The tender tendrils of Hipparchus G

Beautiful granular flows on the steep eastern wall of Hipparchus G crater (13.68 km; 5.03°S, 7.4°E) brought fresh debris from the rim down downslope to the left. Field of view about 1 km from LROC NAC observation M183474839L, LRO orbit 12135, February 10, 2010; 38.77° incidence angle, resolution 1.02 meters from 100.52 km [NASA/GSFC/Arizona State University].
Raquel Nuno
LROC News System

Hipparchus G (13.68 km; 5.03°S, 7.4°Eis a high reflectance crater formed on the rim of the much older and degraded Hipparchus crater, in the nearside Southern Highlands.

While these streamers may look like mudslides, they are actually dry solids that underwent fluidized flow; these features are called debris flows and are seen in many craters on the Moon.

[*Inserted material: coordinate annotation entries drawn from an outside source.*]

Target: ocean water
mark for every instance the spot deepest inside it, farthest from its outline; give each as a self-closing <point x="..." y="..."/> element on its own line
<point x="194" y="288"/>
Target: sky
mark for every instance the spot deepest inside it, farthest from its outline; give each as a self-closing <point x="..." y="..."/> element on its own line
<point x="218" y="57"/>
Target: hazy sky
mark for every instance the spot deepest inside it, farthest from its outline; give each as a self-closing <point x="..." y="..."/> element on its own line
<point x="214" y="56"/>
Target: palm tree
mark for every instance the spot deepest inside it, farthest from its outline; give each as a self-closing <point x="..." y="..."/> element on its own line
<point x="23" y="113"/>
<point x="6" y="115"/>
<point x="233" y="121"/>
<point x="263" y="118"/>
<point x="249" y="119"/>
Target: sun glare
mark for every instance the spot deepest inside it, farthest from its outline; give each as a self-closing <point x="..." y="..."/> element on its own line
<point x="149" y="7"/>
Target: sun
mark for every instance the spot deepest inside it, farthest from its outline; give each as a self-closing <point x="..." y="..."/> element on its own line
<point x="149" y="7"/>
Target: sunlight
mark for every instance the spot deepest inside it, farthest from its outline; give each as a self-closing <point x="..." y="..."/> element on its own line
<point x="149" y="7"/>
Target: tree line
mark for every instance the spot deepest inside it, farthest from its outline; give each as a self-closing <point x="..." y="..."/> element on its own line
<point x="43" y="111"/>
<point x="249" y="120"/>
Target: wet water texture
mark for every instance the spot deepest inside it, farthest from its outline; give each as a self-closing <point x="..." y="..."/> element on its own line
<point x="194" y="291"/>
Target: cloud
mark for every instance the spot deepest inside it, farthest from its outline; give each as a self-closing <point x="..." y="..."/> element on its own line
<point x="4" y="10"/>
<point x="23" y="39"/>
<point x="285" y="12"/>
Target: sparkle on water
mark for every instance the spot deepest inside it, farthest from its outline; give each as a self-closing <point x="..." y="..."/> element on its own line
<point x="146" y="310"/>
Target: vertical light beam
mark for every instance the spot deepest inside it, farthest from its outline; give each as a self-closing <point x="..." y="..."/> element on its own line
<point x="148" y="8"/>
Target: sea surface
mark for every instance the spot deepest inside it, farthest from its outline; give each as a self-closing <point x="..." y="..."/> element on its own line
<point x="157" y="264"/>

Why do these flows look like tendrils? As the debris was flowing downhill, in some places it encountered obstacles, such as a rougher surface or large boulders. If the flow had enough energy it found its way around the obstacle, as seen by the curved path taken by these streams, if the obstacle was too large and the debris was too thin, it came to a halt.

Footprint of LROC NAC observation M183474839L, from 100 km, LRO orbit 12135, February 10, 2010, This PDS projection, even on the outdated lunar DEM available in Google Earth, show the true profile of Hipparchus G, not readily discerned from directly overhead. The higher east rim, nested in the rim of ancient Hipparchus, rises 3.2 km in elevation above the smaller crater floor, may have originally brought up a variety of materials of contrasting reflectance [NASA/JAXA/GSFC/USGS/Arizona State University].
Among the highest resolution LROC Wide Angle Camera observations of Hipparchus G yet available from LRO, actually a mosaic of two sequential passes on November 16, 2010; 47.35° incidence angle, resolution 61 meters from 44 km [NASA/GSFC/Arizona State University].
These flows really stand out from the rest of the crater wall material because they have a higher reflectance. Higher reflectance indicates that this material has been exposed to less space weathering than the crater wall, so this flow happened long after the formation of this crater.